In 1952 he began his 30-year collaboration with Federico Fellini, writing the
music for Lo Sceicco Bianco (The White Sheik), and thereafter
scoring every one of the director’s movies until Rota’s death in 1979. Rota’s
works for Fellini include such classics as La Strada (1954), which Rota
later adapted into a ballet, La Dolce Vita (1960), 8 1/2 (1962), and
Amarcord (1974). He was in demand by other directors as well, including
Luchino Visconti (Rocco E I Suoi Fratelli, 1960), King Vidor (War and
Peace, 1956), Franco Zeffirelli (Romeo and Juliet, 1968), and Francis
Ford Coppola (The Godfather, 1972). He earned an Oscar for best film
score for The Godfather, Part II, in 1974.
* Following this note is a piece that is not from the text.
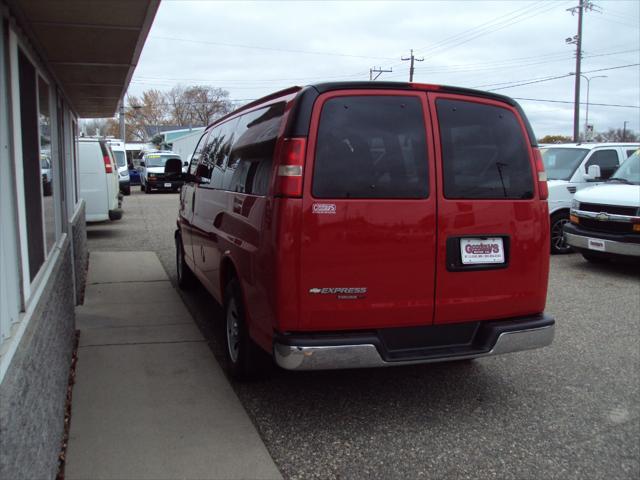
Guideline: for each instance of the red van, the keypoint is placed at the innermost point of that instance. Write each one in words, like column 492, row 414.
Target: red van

The medley of Rota’s work heard in today’s concert was arranged by another film composer whose career was just as stellar as Rota’s: Henry Mancini. Born in Cleveland, Ohio, Mancini entered the Juilliard School of Music in 1942 where he studied classical composition, but his first love was big band and jazz. He scored his first film, an Abbot and Costello comedy called Lost in Alaska, in 1952, and soon paid homage to his big band heroes in scores for The Glen Miller Story (1954) and The Benny Goodman Story (1956). Mancini’s many film hits include 1961’s Breakfast at Tiffany’s, with its ever-popular song, “Moon River;” Days of Wine and Roses (1961); Hatari (1962), featuring “The Baby Elephant Walk;” Charade (1963); and of course, The Pink Panther (1963).